1. ノアカリ県ラジゴンジ・ユニオン、アランディノゴル村にて
 
 長距離バスやオートリキシャの往来が激しいラジゴンジ中心街を折れて、青々とした田園を横切る村道をオートリキシャで10分ほど進むと、右手に見慣れたドカン(雑貨屋)と小さな橋が見えてくる。橋を渡るとすぐ右手に見える掘っ立て小屋は破壊されたヒンドゥー寺院、左手には警官隊が24時間体制で待機しているテントが張られている。

  Noakhali 2-6

 今年3月以降、ヒンドゥー教徒などマイノリティへの攻撃が全国各地で多発している中、バングラデシュ政府は食料などの緊急支援物資の被害者への提供に加え、村人や寺院などがこれ以上攻撃されないよう警官隊を常駐させているのだ。

 このコミュニティを初めて訪れた3月上旬には、徹底的に破壊された家々や寺院の跡が痛々しく、集落は焼け焦げた匂いで満ちていた。あれから2ヶ月半。今や集落の全ての家庭が、政府が配給したトタンでつくられた小屋で風雨をしのげている。しかし、小屋の中にはまだ殆どモノはない。

  Noakhali 2-7

 この集落の大学生に対して、焼かれてしまった教科書やノートを買うお金として5,000タカ(約5,000円)ずつを手渡してたことは、以前の記事で触れた。4月中旬に彼らと再会したとき、新品の分厚い教科書を見せてくれたビカッシュ君は、「家の修理も大体目処がついたので、今は学校に通えています」と笑顔で語ってくれた。「バングラデシュの未来をつくるのは、君たち大学生だからね」と声をかけながら交わした握手の力強さは、僕の手にしっかりと残っている。
 
  Noakhali2-5

 この集落を訪問する都度、手渡した1万タカなり2万タカがどのように使われたのか、各家庭を回って確認してきた。よく耳にするのは、ドアや柱といった家の資材、ベットや椅子などの家具、あるいは医薬品の購入に当てたというはなし。コミュニティの人々は酷い人災に見舞われたが、不幸中の幸いだったのは、けが人や死者が出なかったこと。つまり、住環境さえ整えば、それぞれの学校や職場に復帰でき、自らの力で何とか生き抜いていくことはできるだろう。

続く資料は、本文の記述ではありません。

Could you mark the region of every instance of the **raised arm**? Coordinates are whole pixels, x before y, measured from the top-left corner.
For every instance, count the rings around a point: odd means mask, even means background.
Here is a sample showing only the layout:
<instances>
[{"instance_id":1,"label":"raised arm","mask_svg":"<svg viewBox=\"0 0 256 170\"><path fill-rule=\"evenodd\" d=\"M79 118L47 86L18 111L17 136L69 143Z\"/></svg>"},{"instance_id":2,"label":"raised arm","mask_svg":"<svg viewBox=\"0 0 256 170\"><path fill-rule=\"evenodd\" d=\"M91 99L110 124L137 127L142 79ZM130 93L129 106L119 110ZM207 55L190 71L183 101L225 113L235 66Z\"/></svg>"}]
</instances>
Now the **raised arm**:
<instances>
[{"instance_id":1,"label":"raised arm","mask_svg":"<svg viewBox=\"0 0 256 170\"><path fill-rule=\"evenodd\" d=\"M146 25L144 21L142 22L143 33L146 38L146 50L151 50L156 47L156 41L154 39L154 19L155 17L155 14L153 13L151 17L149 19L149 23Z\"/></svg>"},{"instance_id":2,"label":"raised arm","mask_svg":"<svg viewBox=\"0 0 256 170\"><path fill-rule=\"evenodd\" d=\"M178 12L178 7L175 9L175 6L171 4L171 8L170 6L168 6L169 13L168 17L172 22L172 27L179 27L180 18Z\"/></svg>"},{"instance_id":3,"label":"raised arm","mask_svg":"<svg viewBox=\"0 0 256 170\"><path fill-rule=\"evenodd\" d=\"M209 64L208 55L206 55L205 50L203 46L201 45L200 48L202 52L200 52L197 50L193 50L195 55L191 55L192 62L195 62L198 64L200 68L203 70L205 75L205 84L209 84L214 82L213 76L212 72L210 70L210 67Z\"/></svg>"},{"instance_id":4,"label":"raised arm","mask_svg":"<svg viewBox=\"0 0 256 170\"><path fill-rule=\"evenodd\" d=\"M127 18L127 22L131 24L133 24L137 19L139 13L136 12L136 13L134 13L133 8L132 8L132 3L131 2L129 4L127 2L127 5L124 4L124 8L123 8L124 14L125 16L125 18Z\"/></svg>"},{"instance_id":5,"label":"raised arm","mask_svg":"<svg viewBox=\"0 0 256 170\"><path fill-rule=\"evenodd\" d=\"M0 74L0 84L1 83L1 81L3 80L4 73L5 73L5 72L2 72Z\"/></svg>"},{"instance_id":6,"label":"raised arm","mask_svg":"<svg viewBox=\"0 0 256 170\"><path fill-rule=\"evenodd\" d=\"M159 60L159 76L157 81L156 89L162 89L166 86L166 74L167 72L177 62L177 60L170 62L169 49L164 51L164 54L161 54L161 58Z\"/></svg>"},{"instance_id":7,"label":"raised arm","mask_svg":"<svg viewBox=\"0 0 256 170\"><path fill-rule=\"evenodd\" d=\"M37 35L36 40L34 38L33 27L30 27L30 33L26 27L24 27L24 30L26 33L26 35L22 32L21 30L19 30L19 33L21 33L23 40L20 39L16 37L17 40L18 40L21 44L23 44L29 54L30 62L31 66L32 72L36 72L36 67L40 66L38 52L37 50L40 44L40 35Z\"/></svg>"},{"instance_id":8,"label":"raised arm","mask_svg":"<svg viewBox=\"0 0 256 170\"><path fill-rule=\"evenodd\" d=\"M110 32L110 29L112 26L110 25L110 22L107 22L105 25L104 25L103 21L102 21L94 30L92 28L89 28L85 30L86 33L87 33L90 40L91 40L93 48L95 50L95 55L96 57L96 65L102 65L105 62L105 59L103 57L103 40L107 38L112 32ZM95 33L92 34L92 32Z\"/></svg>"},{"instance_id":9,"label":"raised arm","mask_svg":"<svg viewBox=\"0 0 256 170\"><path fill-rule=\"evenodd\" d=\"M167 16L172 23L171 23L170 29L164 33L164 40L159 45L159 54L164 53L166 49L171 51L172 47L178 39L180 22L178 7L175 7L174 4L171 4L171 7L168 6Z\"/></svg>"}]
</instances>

 問題は、彼らの日当や給与レベルでは、家族の「衣」と「食」を賄うだけで精一杯であるため、まとまった家財道具を取り揃える余裕が生まれないことだ。何しろ、親の代から受け継いできた資産の全てを失った人が殆どなのだから。こうした状況を少しでも変えるために、現地のパートナーであるNGO、Ghandhi Asram Trustのスタッフの皆さんの力も借りて、被害を受けたコミュニティの40家族に対して提供したのが「Happy Box」と名づけたダンボール箱だ。

  Noakhali2-3

 「Happy Box」には、5人家族向けのグラス、お皿、トイレを流すための桶、洗濯やシャワーに使う大き目のバケツ、水がめ、お米を蒸すための釜、カレーを調理する際に使う調理用スプーン、そして蚊帳といった、バングラデシュの一般家庭には必ず備わっている生活必需品が詰っている。NGOのスタッフが卸売業者から大量に仕入れ、各家庭ごとにパケットにして段ボール箱に詰めてくれたのだ。4月中旬に村を訪問した折には、「Happy Box」を荷台に山積みにしたトラックで乗り込み、各家庭に直接届けて回った。ちなみに、一箱分に要した金額は4,280タカだ。

  Noakhali2-4

 また、今後雨季が本格化するなかで集落の衛生環境の悪化が懸念されるところ、コミュニティの公衆衛生を改善するために、各家庭に一つ新品のトイレを設置するとともに、5月半ばに訪問した際には、石鹸を200個買い込んで集落に持ち込み、各家庭に配布した。トイレの整備にはまとまった資金が必要なため後回しにされがちだが、現状のような“垂れ流し”の状況が続けば、病気の蔓延につながりかねない。また資金に余裕のある一部の家だけが据え付けたとしても、狭い土地に100人以上が住んでいるコミュニティの衛生環境は改善しない。そして、病はせっかく軌道に乗った復興に水を差す。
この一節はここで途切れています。